Calling the issue of explicit LGBT rights “just an idea from Western countries”, she said, “The issue in Cambodia is not serious, because we already say in our Constitution that we respect everyone’s rights.”
“I don’t think parents are happy to see children that way, but we have no laws to ban them,” she added.
In 2007, Prime Minister Hun Sen made international headlines when he said he would disown his adopted daughter because she was gay, at the same time calling more generally for tolerance of LGBT individuals.
He repeated the appeal for tolerance last December, spurred, Srorn guessed, by consideration for the passing of King Father Norodom Sihanouk, who had voiced support for same-sex marriage in 2004.
To gain further momentum for marriage rights, Srorn said that after Pride Week, he would sit down with local authorities to interview dozens of LGBT co-habitating couples and put together a collective statement to present to the National Assembly.
“In Cambodia, the law is very open, and they say it doesn’t discriminate, so I believe it will happen soon,” Srorn said.
Much has changed already in the past few decades. Couples who met during the Khmer Rouge were more focused afterwards simply on the chance to be together than on ceremonies and certificates, he said.
Noy Sitha, 61, and Hong Saroeun, of about the same age, are one such couple.
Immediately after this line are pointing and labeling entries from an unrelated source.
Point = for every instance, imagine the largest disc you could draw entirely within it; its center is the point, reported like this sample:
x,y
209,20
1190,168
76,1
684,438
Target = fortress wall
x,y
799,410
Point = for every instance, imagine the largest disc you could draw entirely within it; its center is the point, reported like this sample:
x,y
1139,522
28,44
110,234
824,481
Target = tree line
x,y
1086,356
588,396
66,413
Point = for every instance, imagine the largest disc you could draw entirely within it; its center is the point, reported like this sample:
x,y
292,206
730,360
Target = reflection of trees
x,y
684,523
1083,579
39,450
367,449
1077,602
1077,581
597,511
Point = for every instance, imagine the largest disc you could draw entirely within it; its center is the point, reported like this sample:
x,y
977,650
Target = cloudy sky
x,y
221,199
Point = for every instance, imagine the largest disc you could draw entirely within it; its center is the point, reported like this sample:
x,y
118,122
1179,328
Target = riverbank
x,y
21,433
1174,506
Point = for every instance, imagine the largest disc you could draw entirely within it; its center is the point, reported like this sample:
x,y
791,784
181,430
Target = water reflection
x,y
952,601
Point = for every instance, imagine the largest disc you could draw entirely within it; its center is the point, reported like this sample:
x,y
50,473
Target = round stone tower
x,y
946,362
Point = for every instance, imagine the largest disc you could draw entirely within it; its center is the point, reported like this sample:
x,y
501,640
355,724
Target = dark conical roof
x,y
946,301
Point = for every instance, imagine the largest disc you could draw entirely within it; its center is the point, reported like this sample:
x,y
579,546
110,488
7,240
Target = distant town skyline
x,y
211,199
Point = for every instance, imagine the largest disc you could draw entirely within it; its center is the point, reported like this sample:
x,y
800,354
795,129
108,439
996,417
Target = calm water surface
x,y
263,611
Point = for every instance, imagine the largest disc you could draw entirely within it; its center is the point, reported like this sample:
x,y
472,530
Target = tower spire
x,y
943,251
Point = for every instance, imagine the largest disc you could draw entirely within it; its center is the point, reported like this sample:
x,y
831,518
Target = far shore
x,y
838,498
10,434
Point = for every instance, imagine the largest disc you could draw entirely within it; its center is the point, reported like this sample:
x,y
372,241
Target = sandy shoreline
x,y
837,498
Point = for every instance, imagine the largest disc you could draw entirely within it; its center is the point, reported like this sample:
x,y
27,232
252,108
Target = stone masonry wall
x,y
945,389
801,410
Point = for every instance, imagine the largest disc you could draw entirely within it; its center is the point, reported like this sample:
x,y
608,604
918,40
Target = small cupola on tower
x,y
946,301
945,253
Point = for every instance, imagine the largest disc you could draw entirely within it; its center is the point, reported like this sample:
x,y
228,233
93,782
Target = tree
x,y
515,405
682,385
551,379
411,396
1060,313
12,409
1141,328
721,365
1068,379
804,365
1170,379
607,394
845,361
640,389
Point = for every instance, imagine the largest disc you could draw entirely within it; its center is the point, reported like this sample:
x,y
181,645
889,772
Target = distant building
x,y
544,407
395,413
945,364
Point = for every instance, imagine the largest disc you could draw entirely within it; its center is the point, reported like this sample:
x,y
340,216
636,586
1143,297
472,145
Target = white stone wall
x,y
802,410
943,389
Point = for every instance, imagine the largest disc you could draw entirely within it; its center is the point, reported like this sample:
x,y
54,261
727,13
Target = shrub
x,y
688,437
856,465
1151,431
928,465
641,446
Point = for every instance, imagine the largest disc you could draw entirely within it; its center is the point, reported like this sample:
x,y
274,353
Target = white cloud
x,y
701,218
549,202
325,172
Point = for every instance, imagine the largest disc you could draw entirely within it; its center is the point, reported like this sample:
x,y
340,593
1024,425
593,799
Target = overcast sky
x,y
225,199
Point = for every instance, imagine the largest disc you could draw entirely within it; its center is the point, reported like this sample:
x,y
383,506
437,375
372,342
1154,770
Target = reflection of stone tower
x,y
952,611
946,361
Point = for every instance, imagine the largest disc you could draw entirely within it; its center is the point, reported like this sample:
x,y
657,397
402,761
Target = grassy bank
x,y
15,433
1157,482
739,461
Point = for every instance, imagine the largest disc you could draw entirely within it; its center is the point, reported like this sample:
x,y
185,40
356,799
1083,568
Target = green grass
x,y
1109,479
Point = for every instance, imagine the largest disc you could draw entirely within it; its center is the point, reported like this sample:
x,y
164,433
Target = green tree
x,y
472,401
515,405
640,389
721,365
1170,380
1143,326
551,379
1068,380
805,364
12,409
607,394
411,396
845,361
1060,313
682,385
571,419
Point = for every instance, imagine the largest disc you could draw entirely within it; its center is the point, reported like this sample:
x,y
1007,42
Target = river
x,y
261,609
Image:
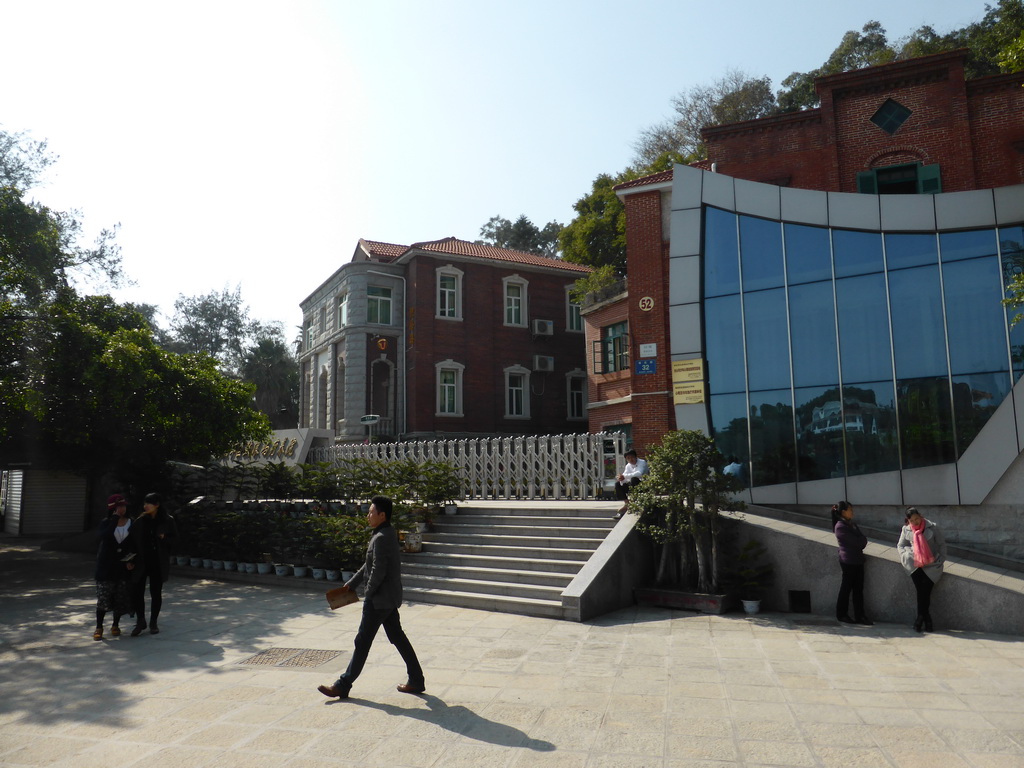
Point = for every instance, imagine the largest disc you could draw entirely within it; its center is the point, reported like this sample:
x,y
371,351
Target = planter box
x,y
669,597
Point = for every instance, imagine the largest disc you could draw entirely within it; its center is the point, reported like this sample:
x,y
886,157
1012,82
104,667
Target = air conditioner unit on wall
x,y
544,328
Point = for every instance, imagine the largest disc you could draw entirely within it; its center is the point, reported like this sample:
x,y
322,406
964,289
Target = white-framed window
x,y
450,293
379,305
342,320
515,300
516,392
576,390
449,384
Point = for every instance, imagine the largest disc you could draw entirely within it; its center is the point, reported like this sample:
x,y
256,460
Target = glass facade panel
x,y
812,326
767,346
869,428
863,329
856,253
910,250
975,399
955,246
819,433
1012,249
919,335
975,321
926,425
761,253
724,335
808,254
773,457
870,342
728,427
721,253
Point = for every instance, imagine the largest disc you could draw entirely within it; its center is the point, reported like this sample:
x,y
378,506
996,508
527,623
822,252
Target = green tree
x,y
857,49
271,368
521,235
734,97
96,393
217,324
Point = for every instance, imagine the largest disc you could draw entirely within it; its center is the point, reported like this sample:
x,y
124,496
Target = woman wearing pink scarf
x,y
923,551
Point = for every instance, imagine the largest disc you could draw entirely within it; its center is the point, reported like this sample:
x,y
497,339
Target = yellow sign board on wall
x,y
687,382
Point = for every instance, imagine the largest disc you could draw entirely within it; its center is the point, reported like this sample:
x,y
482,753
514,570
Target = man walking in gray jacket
x,y
382,572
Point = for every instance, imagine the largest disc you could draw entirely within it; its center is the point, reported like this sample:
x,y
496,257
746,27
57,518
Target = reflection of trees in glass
x,y
926,422
773,455
972,409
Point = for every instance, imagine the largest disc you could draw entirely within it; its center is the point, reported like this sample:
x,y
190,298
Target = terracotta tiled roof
x,y
458,247
654,178
382,251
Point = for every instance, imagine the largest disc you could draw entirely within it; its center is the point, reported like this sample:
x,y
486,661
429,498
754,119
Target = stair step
x,y
485,573
543,521
536,542
476,525
493,561
503,550
526,607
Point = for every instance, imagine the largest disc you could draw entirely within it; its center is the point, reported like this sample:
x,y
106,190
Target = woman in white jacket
x,y
923,551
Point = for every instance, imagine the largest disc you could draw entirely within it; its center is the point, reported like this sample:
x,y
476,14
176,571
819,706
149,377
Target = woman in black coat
x,y
851,560
155,529
114,564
“After the Pol Pot regime, my wife and I celebrated a small marriage, to which we invited elders and relatives to witness that we became husband and wife as any other couple,” said Sitha, who wears her hair cropped short.
The couple now lives together in Phnom Penh’s Dangkor district.
“We could not get a marriage certificate like other couples,” said Sitha, “but I have a family book, where it’s written that I am the husband and my partner is the wife.”
The family book also lists the three children they have adopted from relatives.
“I cannot say the government accepts lesbian couples, because we don’t yet have a same-sex marriage law,” Sitha said. “We are trying to fight to ask the government to create a law. For myself, the hope is over because I am old, but I try for the next generation.”
Additional reporting by Chhay Channyda
* Name has been changed at the couple’s request.